If you enjoy spending time near water please make sure you know how to help someone if they should fall in.

  • Call for help – straightaway. Call 999, if you are near the coast ask for the coastguard, if you are inland ask for fire service and ambulance.
  • The emergency services will need to know where you are. Accurate information can save precious minutes. If you have a smart phone and have location services or map tool enabled, this can help. If not look around for any landmarks or signs – for example bridges will often have numbers on them which can identify their location.
  • Don’t hang up – stay on the line but try and continue to help the person if appropriate. When you have made this call shout for help from anyone who might be close by.
  • Never ever enter the water to try and save someone. This usually ends up adding to the problem. If you go into the water you are likely to suffer from cold water shock which will leave you unable to help even if you are a strong swimmer.
  • Can the person help themselves? Shout to them ‘Swim to me’. Keep any instructions short clear and loud. Don’t shout instructions using different words each time.
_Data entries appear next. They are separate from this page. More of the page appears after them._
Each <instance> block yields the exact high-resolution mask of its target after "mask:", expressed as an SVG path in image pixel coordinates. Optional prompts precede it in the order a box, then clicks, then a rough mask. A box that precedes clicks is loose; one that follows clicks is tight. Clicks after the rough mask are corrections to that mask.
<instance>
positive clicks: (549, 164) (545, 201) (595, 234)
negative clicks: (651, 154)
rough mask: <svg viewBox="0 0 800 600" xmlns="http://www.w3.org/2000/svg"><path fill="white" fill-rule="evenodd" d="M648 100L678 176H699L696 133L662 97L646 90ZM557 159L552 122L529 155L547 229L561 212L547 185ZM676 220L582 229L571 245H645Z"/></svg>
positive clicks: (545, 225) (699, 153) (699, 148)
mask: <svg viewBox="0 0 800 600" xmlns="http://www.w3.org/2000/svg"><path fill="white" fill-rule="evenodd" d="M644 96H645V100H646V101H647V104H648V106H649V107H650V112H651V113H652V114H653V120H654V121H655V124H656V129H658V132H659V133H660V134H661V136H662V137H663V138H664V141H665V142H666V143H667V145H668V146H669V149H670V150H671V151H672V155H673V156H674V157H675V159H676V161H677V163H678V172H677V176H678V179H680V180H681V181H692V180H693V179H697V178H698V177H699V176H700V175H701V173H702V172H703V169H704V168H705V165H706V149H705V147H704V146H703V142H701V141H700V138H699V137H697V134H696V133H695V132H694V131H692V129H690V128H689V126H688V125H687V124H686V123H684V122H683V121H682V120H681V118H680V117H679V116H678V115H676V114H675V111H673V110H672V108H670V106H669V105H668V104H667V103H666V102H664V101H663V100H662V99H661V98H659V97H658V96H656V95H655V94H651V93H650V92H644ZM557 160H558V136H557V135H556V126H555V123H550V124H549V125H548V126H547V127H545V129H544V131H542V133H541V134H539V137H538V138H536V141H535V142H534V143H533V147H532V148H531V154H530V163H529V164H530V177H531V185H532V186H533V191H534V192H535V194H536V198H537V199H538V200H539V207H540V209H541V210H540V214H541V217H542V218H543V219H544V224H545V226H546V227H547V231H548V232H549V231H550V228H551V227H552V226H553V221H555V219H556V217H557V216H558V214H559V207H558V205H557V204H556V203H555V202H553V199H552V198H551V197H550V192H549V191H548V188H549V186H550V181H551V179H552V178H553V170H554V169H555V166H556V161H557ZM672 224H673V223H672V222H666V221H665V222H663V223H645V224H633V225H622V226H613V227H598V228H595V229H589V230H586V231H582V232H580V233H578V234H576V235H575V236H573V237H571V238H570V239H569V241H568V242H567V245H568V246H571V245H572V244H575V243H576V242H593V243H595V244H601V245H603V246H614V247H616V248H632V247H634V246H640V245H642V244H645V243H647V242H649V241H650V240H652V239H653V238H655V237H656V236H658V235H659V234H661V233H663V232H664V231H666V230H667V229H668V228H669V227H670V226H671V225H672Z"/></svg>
  • Look around for any lifesaving equipment. Depending on where you are there might be lifebelts or throw bags – use them. If they are attached to a rope make sure you have secured or are holding the end of the rope so you can pull them in.
  • If there is no lifesaving equipment look at what else you can use. There may be something that can help them stay afloat – even an item such as a ball can help.
  • You could attempt to reach out to them. Clothes such as scarves can be used to try and reach or a long stick. If you do this lie on the ground so your entire body is safely on the edge and reach out with your arm.
  • Don’t lean over the water– you may get pulled in.
  • If you manage to get the person out of the water they will always need medical attention. Even if they seem fine drowning can occur at a later stage if water has already entered the lungs.
  • If the person is unconscious you will need to check they are breathing. If they are not breathing they need 5 rescue breathes and then CPR (30 Chest compressions followed by 2 rescue breathes). Continue until help arrives. If the person is unconscious but breathing put them in the recovery position with their head lower than their body.
  • If they are conscious try and keep them warm. If you can remove wet clothes and give them something dry to put on as they are at risk of hypothermia.